TEMPO.CO, Jakarta - Partai Solidaritas Indonesia (PSI) DI Yogyakarta turut menyoroti peristiwa penolakan warga pendatang non-muslim yang hendak mengontrak di Dusun Karet, Kecamatan Pleret, Kabupaten Bantul Yogyakarta.
Baca juga: Pelukis di Yogyakarta Ditolak Ngontrak karena Menganut Katolik
Ketua Dewan Pimpinan Wilayah (DPW) PSI DIY, Nur Sigit Nugroho menyesalkan terjadinya penolakan warga dusun itu terhadap Slamet Jumiarto, seorang pelukis hanya karena beragama non muslim (Katolik) untuk mengontrak rumah di dusun itu. Aturan yang membolehkan hanya warga muslim yang bisa tinggal atau membeli tanah di daerah itu sendiri dibuat sesuai kesepakatan warga di wilayah itu medio 2015 silam.
“Dasar penolakan warga (terhadap Slamet) tersebut adalah inkonstitusional,” ujar Sigit melalui keterangan pers Selasa 2 April 2019.
Sigit menuturkan aturan yang membolehkan warga muslim tinggal di dusun itu hanyalah berdasarkan aturan internal yang dibuat Kelompok Kegiatan (Pokgiat) Dusun Karet.

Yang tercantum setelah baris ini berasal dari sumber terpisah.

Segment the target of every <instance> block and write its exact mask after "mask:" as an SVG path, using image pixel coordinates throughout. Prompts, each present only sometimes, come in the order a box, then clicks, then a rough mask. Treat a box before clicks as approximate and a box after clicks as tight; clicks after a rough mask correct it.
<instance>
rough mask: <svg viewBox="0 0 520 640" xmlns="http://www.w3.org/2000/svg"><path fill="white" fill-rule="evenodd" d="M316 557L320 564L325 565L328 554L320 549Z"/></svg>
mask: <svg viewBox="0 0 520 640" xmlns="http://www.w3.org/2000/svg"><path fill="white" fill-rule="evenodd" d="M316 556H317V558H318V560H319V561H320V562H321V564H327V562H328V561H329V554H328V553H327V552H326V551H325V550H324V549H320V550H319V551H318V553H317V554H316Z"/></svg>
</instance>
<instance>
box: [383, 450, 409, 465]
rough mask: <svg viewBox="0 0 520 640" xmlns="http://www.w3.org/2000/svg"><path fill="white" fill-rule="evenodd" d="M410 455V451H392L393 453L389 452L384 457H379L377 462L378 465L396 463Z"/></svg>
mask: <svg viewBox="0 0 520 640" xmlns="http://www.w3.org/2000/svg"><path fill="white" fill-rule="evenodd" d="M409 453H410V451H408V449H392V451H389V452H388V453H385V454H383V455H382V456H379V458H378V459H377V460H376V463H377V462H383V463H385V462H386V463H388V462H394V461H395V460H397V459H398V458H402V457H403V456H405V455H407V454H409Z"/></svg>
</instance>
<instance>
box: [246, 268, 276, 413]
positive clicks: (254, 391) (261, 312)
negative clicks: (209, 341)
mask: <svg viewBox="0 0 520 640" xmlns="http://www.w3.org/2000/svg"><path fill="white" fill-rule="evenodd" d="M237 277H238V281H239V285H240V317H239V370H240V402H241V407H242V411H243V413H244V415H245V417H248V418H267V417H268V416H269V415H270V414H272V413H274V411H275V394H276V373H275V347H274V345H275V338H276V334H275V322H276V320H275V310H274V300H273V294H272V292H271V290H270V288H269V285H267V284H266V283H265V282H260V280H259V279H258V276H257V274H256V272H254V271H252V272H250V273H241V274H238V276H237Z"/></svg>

Meskipun aturan itu diklaim sebagai kesepakatan warga namun Sigit menilai hal itu bertentangan dengan hukum positif di atasnya, yaitu pasal 27 sampai pasal 34 UUD 1945, UU No.1/PNPS/1965 tentang Pencegahan Penyalahgunaan dan/atau Penodaan Agama.

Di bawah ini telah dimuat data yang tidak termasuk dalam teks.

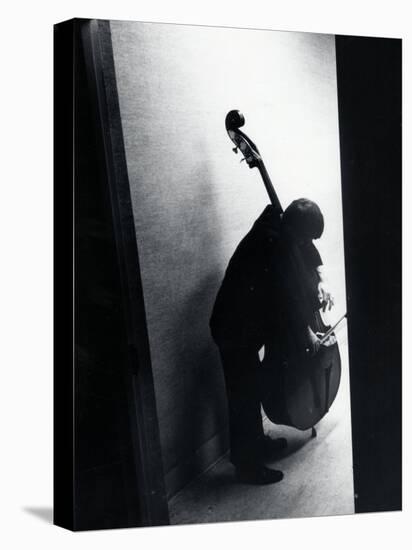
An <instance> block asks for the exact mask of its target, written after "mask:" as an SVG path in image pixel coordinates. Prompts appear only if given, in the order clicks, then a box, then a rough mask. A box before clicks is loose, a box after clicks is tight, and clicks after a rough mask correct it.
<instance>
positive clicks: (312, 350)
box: [306, 327, 321, 356]
mask: <svg viewBox="0 0 412 550" xmlns="http://www.w3.org/2000/svg"><path fill="white" fill-rule="evenodd" d="M306 337H307V339H306V342H307V343H306V353H308V354H309V355H311V356H313V355H315V354H316V353H317V352H318V351H319V348H320V345H321V344H320V338H319V337H318V336H317V335H316V334H315V333H314V332H313V330H312V329H311V328H310V327H308V328H307V333H306Z"/></svg>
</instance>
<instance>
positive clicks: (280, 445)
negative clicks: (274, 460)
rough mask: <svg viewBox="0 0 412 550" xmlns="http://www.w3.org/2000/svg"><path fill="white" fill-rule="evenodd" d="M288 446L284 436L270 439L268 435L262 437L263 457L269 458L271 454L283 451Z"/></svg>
mask: <svg viewBox="0 0 412 550" xmlns="http://www.w3.org/2000/svg"><path fill="white" fill-rule="evenodd" d="M287 446H288V442H287V440H286V439H285V438H284V437H278V438H277V439H272V438H271V437H270V436H269V435H265V436H264V437H263V453H264V455H265V458H270V456H271V455H273V454H276V453H279V452H280V451H284V450H285V449H286V448H287Z"/></svg>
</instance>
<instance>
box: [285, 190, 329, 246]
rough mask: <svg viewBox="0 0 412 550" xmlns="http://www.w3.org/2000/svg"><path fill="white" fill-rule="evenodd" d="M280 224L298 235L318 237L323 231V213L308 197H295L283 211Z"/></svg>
mask: <svg viewBox="0 0 412 550" xmlns="http://www.w3.org/2000/svg"><path fill="white" fill-rule="evenodd" d="M282 224H283V225H285V227H287V228H288V229H290V230H292V231H293V233H295V234H296V235H298V236H299V237H305V238H310V239H319V237H320V236H321V235H322V233H323V228H324V221H323V214H322V212H321V211H320V208H319V206H318V205H317V204H316V203H315V202H313V201H310V200H309V199H297V200H295V201H293V202H291V203H290V205H289V206H288V207H287V208H286V210H285V211H284V213H283V218H282Z"/></svg>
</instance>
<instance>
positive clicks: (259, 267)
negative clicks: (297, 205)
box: [210, 205, 322, 349]
mask: <svg viewBox="0 0 412 550" xmlns="http://www.w3.org/2000/svg"><path fill="white" fill-rule="evenodd" d="M280 214H281V212H280V210H276V209H275V208H274V207H273V206H271V205H269V206H267V207H266V208H265V210H264V211H263V212H262V214H261V215H260V216H259V218H258V219H257V220H256V222H255V223H254V225H253V227H252V229H251V230H250V231H249V233H248V234H247V235H246V236H245V237H244V239H243V240H242V241H241V242H240V244H239V245H238V247H237V248H236V250H235V253H234V254H233V256H232V258H231V260H230V262H229V265H228V267H227V270H226V273H225V276H224V279H223V282H222V285H221V287H220V289H219V292H218V294H217V297H216V301H215V305H214V308H213V312H212V317H211V320H210V328H211V332H212V336H213V338H214V340H215V342H216V343H217V344H218V345H219V346H226V347H232V346H234V347H238V346H247V347H254V348H256V349H259V348H260V347H261V346H262V345H264V344H265V342H267V341H268V339H269V338H274V337H277V338H284V337H285V336H287V337H288V338H292V339H297V341H299V345H301V344H302V345H304V344H303V336H304V332H305V329H306V327H307V325H308V324H309V323H310V320H311V319H312V316H313V311H314V309H315V308H316V295H317V283H318V277H317V273H316V269H315V268H316V267H317V266H319V265H321V263H322V261H321V258H320V255H319V253H318V251H317V249H316V247H315V246H314V245H313V244H312V243H311V244H310V245H309V246H307V247H305V248H304V249H302V248H300V247H297V245H296V244H294V243H293V242H292V241H291V240H290V239H288V238H287V236H285V235H284V234H283V233H282V232H281V231H280V228H281V217H280ZM317 307H319V303H317Z"/></svg>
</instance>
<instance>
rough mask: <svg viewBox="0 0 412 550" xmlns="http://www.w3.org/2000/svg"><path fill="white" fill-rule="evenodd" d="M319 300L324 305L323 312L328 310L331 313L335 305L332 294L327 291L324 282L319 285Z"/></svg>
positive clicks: (329, 292)
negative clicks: (331, 311) (327, 309)
mask: <svg viewBox="0 0 412 550" xmlns="http://www.w3.org/2000/svg"><path fill="white" fill-rule="evenodd" d="M318 298H319V302H320V303H321V305H322V311H326V308H328V311H330V310H331V309H332V307H333V306H334V304H335V302H334V299H333V296H332V294H331V293H330V292H329V291H328V290H327V288H326V287H325V284H324V283H323V282H322V281H321V282H320V283H319V285H318Z"/></svg>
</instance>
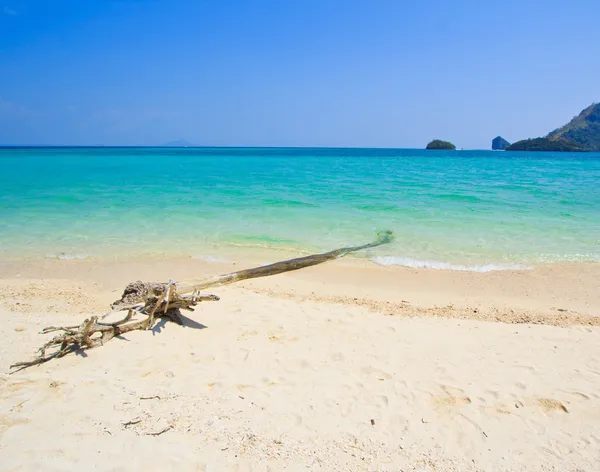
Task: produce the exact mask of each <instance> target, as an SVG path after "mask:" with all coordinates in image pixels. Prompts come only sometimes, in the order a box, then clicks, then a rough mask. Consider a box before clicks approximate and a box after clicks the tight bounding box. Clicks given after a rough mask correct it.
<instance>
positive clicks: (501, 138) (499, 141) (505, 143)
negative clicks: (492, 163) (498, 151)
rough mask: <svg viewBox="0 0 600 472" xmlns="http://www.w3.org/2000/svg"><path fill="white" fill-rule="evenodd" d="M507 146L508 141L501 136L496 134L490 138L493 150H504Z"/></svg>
mask: <svg viewBox="0 0 600 472" xmlns="http://www.w3.org/2000/svg"><path fill="white" fill-rule="evenodd" d="M508 146H510V143H509V142H508V141H507V140H506V139H504V138H503V137H502V136H496V137H495V138H494V139H492V150H493V151H504V150H505V149H506V148H507V147H508Z"/></svg>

Sigit menuturkan penolakan warga non-muslim sebagai pengontrak rumah di dusun itu juga jelas bertentangan dengan hak-hak warga negara sesuai Pancasila, Bhinneka Tunggal Ika, dan UUD 1945.
Yang mengatur setiap warga negara Indonesia (WNI) berhak memeluk agama sesuai keyakinan, hak atas pekerjaan, penghidupan, kelangsungan hidup, tumbuh kembang, dan kepastian hukum yang adil.

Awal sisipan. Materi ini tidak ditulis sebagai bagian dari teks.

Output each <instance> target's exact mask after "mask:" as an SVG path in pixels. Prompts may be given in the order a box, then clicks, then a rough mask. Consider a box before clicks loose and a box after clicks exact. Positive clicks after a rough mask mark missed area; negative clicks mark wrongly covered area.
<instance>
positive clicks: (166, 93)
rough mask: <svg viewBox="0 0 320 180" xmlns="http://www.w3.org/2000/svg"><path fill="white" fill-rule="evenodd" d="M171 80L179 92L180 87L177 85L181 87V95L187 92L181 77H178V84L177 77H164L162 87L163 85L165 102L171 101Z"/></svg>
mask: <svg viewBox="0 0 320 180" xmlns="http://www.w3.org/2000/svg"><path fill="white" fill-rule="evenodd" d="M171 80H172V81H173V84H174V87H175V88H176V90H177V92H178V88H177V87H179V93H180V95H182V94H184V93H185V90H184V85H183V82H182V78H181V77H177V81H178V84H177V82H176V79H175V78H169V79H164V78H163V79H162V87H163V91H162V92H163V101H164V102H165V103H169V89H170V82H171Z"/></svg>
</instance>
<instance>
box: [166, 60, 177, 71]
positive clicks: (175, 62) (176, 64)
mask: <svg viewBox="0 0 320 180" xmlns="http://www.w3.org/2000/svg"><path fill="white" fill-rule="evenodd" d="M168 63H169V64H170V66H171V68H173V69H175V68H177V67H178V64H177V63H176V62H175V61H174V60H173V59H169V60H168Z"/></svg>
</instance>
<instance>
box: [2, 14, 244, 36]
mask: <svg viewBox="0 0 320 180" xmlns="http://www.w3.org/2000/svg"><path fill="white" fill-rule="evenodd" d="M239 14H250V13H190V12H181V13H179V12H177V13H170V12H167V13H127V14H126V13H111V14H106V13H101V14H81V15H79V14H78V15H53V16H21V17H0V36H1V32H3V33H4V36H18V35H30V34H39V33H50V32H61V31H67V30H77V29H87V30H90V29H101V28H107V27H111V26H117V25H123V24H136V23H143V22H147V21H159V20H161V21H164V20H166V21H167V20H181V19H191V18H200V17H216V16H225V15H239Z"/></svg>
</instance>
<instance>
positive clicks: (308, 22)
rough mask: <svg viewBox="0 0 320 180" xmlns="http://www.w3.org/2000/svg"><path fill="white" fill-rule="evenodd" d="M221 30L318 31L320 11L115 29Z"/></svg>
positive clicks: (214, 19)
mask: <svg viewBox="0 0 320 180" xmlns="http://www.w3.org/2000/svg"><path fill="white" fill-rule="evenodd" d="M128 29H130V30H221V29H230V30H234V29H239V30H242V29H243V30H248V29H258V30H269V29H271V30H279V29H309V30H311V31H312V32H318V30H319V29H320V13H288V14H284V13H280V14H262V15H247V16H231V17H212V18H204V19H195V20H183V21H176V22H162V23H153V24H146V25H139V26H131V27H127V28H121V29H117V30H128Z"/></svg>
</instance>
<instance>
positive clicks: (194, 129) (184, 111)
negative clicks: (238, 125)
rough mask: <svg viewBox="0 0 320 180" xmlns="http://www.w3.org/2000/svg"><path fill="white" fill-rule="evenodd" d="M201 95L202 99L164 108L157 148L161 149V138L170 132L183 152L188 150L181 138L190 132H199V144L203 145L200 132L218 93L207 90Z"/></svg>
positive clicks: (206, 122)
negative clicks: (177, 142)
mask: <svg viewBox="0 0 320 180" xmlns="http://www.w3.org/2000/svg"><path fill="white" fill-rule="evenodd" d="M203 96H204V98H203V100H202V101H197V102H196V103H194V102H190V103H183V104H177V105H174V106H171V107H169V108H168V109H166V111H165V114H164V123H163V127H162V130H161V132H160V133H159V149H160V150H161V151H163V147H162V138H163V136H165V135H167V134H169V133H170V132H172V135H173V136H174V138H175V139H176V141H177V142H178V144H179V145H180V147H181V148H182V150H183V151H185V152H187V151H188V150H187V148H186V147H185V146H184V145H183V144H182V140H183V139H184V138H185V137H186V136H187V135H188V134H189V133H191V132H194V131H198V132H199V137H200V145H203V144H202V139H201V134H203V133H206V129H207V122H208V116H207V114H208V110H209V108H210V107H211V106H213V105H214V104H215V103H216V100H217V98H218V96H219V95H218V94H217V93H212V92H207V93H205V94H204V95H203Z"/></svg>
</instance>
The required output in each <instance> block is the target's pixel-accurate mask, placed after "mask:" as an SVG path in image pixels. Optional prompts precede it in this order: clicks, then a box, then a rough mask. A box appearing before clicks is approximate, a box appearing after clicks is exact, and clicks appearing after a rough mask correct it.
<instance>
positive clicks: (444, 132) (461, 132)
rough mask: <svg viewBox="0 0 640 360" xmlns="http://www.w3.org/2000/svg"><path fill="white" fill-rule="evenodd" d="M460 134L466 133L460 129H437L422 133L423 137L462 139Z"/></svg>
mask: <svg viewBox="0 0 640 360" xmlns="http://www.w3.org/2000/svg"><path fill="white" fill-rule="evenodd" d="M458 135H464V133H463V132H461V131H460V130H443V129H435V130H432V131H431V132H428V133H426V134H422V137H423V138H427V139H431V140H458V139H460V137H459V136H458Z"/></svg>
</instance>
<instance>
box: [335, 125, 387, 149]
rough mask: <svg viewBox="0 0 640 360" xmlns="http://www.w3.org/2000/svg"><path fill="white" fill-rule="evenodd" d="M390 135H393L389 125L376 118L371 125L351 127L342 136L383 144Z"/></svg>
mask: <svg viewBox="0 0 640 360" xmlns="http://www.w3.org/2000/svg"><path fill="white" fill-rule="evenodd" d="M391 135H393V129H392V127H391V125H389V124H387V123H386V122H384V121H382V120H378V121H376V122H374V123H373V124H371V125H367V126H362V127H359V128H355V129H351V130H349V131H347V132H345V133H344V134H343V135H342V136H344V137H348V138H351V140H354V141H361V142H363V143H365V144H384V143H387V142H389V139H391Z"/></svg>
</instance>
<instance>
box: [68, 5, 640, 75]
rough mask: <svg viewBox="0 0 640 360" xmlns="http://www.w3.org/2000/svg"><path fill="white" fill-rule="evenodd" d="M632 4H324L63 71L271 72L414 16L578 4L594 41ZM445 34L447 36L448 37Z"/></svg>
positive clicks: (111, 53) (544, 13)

Selain itu, Sigit menilai proses mediasi yang dilakukan Slamet dan pengurus dusun yang dilakukan tanggal 1 April 2019 di pendopo Dusun Karet bukanlah proses mediasi yang sebenarnya. Karena bersifat sepihak dan tidak memberikan pilihan lain kepada yang bersangkutan selain pergi dari rumah yang sudah dikontrak.
Atas temuan itu, PSI pun meminta instansi berwenang, termasuk Dinas Kependudukan, Kesbanglinmas (Kesatuan Bangsa dan Perlindungan Masyarakat), dan Kementerian Dalam Negeri melakukan pengawasan dan sosialisasi terhadap aturan-aturan internal di kampung-kampung lain di Indonesia.
Baca juga: Kevikepan Yogya: Ada Dua Peristiwa Sebelum Pemotongan Nisan Salib
Khususnya, kata dia, yang bersifat diskriminatif terhadap warga beragama/suku tertentu, karena bertentangan dengan Pancasila, Bhinneka Tunggal Ika, dan UUD 1945.
Sigit berharap peristiwa diskriminasi berdasarkan SARA tidak lagi terjadi di Daerah Istimewa Yogyakarta yang memiliki sejarah panjang kerukunan hidup antar umat beragama, suku dan golongan.
"PSI DIY siap memberikan bantuan pendampingan dan mediasi jika dibutuhkan," ujarnya.